In an injunction issued Tuesday the court questioned why the state hasn’t offered Dkeika residents any administrative solution that would “allow them to live on their land and would prevent a humanitarian disaster and the forced transfer of its residents.”

The High Court of Justice published the injunction in response to a petition by the Left-wing NGO 'Rabbis for Human Rights' against IDF plans to demolish the village by March 2018. Its 140 modular structures are located very close to the Green Line.

The Civil Administration has offered to relocate the 300 Dkeika residents to the Palestinian-Beduin village of Hmedia, situated two kilometers away.

The three judges that heard arguments on the case — Neal Hendel, Daphne Barak Erez and Uri Shaham — took issue with the Civil Administration’s rejection of a master plan that would have allowed Dkeika to be legalized in its current location.

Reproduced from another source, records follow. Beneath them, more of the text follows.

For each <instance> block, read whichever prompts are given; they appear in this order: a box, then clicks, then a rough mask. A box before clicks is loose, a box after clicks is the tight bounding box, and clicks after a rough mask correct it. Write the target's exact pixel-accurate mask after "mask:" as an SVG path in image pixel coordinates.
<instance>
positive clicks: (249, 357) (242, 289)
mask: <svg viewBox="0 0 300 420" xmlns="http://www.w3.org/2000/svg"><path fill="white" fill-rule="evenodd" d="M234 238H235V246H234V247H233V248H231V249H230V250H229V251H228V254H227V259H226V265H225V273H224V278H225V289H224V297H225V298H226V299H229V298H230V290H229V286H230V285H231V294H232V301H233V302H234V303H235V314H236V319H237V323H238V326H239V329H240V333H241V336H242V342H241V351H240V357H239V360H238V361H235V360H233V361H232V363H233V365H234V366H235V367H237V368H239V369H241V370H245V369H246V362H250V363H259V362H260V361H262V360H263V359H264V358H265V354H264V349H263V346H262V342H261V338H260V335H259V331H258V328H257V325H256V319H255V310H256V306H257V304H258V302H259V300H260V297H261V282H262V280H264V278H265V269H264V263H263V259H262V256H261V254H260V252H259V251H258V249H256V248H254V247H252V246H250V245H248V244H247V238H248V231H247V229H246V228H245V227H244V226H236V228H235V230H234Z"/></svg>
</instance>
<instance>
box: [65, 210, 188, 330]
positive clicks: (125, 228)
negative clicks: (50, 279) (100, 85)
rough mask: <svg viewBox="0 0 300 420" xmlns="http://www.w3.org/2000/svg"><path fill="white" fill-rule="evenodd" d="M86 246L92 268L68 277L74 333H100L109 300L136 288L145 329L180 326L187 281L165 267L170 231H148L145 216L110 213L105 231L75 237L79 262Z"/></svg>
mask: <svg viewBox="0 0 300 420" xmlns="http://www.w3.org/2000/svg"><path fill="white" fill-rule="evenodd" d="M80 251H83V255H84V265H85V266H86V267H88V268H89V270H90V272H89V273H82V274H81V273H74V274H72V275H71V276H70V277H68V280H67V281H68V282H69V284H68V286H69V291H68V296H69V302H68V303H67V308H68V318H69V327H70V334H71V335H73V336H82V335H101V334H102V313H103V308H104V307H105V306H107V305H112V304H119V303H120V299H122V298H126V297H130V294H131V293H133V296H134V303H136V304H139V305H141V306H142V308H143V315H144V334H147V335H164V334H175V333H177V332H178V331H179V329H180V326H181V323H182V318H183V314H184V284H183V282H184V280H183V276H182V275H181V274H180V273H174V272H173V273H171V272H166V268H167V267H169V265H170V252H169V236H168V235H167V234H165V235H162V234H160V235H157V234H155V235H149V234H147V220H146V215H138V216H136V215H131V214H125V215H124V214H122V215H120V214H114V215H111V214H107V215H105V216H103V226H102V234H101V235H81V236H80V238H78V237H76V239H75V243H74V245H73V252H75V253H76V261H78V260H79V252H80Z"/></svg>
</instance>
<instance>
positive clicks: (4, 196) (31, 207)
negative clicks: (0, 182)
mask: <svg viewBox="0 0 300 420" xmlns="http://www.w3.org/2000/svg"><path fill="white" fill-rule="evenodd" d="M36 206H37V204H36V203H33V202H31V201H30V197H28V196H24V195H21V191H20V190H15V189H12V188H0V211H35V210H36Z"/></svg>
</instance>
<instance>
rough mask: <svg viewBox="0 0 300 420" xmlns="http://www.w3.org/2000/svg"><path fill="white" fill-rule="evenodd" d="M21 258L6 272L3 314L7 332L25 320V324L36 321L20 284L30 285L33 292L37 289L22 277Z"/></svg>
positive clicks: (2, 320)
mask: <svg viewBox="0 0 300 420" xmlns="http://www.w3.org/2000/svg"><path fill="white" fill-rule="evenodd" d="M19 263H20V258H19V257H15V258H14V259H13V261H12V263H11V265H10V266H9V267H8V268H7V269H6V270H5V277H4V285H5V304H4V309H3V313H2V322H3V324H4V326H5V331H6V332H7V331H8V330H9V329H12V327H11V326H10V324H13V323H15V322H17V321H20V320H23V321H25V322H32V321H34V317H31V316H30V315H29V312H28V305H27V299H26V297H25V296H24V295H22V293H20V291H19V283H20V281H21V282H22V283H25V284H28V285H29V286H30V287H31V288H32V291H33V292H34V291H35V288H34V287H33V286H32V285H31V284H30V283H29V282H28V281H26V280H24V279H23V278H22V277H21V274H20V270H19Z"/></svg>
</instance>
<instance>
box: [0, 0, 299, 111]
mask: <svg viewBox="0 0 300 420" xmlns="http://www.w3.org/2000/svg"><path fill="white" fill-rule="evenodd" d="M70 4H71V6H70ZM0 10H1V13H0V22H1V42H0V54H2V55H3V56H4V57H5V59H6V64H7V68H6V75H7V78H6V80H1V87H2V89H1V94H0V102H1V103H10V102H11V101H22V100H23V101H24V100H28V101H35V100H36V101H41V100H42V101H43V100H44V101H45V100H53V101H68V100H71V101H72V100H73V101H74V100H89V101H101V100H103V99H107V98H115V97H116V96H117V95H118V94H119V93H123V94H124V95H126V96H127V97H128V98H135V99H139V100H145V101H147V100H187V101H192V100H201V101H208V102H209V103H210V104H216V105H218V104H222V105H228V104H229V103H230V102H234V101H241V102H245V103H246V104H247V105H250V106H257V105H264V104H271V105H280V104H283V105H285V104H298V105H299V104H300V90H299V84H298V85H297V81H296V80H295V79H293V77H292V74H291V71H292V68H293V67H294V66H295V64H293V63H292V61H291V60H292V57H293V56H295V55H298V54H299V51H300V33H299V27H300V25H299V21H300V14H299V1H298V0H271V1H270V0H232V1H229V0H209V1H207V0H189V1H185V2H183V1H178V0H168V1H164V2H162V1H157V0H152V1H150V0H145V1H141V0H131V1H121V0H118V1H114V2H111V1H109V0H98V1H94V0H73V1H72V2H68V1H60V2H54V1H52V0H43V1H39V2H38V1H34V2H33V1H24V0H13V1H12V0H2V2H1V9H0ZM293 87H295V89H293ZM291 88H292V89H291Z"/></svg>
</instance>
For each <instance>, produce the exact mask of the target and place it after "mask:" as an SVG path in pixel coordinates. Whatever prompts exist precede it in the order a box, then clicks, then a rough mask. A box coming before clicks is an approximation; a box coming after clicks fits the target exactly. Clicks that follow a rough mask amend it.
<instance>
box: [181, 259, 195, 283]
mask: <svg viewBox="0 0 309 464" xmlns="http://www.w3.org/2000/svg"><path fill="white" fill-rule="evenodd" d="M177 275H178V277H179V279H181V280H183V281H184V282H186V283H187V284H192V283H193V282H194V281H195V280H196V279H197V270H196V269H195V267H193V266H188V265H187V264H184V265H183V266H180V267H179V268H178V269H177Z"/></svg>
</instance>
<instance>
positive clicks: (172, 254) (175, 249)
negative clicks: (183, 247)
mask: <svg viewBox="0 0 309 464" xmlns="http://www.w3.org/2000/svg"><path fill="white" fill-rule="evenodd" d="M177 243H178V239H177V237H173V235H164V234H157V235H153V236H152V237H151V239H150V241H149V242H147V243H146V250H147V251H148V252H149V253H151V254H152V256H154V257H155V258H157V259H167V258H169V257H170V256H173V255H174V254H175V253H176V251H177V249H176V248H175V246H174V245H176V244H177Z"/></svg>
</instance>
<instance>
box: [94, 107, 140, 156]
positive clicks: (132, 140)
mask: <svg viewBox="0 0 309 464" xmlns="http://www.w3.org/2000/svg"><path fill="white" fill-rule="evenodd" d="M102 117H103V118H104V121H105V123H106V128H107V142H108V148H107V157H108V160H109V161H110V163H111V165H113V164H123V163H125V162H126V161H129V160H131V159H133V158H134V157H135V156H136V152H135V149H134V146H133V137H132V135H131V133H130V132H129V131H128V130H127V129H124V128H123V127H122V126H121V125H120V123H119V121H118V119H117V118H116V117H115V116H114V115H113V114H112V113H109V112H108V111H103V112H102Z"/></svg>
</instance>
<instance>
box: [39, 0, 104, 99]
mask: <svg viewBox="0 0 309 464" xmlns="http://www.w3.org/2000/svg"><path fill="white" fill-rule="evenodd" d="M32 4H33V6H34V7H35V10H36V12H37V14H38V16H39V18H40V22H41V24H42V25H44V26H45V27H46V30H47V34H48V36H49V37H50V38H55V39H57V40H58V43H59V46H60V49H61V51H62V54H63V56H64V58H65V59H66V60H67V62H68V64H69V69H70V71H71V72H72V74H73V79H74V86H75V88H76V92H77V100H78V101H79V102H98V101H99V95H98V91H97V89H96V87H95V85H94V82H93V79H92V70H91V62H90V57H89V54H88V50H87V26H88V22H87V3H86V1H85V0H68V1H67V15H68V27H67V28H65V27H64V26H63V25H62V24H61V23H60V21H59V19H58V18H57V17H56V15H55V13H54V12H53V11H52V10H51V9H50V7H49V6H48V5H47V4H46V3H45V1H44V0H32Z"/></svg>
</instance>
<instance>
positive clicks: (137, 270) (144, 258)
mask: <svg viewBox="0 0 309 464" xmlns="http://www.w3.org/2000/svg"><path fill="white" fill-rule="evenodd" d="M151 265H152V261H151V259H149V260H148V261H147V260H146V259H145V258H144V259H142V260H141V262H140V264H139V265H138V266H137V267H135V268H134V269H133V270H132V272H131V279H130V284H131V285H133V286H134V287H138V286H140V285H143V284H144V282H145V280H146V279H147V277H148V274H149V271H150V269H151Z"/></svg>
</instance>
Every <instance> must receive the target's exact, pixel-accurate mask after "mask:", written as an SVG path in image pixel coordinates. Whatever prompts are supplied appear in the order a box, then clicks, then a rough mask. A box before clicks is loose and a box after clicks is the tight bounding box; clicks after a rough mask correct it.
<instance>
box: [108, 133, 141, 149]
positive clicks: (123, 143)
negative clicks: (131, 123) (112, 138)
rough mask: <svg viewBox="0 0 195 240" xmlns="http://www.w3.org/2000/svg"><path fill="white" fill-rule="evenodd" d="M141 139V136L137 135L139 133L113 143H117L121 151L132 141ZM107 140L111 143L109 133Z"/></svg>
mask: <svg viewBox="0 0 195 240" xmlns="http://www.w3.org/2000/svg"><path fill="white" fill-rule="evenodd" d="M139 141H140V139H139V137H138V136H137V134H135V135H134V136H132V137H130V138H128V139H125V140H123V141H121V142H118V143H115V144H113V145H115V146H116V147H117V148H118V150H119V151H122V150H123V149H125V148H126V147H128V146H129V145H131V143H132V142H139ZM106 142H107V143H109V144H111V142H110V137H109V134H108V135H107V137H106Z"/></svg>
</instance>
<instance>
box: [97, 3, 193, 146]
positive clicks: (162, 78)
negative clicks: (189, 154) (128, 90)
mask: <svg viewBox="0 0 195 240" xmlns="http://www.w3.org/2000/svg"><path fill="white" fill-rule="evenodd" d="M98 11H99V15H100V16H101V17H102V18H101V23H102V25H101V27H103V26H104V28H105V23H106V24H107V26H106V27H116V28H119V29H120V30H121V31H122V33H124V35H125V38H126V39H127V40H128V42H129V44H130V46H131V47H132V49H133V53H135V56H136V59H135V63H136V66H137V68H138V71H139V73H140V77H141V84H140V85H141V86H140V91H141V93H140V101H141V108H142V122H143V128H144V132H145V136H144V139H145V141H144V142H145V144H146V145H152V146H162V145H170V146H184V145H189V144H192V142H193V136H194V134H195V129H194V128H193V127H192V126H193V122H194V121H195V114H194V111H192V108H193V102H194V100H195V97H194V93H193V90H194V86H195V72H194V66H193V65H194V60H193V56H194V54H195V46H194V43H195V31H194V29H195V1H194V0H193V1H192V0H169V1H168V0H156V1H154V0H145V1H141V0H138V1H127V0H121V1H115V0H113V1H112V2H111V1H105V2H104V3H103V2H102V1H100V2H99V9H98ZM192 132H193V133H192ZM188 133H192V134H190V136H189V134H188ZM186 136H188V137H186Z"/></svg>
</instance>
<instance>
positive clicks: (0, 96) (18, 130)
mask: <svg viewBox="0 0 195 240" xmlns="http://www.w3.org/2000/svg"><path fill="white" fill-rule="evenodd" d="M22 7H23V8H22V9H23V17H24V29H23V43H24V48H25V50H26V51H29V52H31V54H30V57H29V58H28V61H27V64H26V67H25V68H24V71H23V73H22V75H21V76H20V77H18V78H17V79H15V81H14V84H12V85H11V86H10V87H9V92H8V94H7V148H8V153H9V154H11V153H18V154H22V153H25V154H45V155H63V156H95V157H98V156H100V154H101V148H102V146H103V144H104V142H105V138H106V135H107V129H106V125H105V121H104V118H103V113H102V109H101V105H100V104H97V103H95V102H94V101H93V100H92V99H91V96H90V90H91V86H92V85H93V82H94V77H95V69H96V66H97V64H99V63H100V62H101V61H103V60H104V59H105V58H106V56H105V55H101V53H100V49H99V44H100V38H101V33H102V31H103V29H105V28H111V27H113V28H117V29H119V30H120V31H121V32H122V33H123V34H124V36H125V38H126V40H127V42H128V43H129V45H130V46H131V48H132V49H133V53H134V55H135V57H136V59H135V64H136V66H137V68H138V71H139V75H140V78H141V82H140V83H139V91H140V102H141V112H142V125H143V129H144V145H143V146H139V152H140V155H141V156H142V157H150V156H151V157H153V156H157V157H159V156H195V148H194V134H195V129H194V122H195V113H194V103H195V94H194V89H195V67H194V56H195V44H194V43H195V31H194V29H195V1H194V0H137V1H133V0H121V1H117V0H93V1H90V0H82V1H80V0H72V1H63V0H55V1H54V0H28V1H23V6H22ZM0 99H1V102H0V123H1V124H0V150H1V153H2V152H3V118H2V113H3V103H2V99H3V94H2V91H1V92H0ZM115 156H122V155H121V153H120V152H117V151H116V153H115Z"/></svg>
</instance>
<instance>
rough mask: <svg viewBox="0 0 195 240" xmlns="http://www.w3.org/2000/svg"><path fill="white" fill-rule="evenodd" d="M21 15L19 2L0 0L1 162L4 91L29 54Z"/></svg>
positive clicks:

“Why hasn’t the [Higher Planning Council for Judea and Samaria] rescinded its rejection on July 13, 2013 of a [master] plan for the village of Dkeika?” the judges asked in their injunction.

“Why hasn’t the planning council given detailed and professional instructions to the petitioners on how they can amend the [master] plan [so that it is suitable] for its current location?” the judges asked.

But in spite of the language in the injunction that appeared to favor Rabbis for Human Rights, the court told the state it needed to comply “only if it wished.”

In a previous statement to the court, the state said it would be difficult to legalize Dkeika because a section of the village could be located on land that is part of the route of the security barrier. It was also raised the concern that a portion of the village could be located on land that is part of sovereign Israel.

A hearing on the matter was held in November of last year, at which time the court had ordered the state and the Dkeika residents to find a way to resolve the issue between them.

But when no such solution was found, the matter was returned to the courts.

Tuesday’s injunction was the latest step in the long standing legal battles that date back more than 12 years.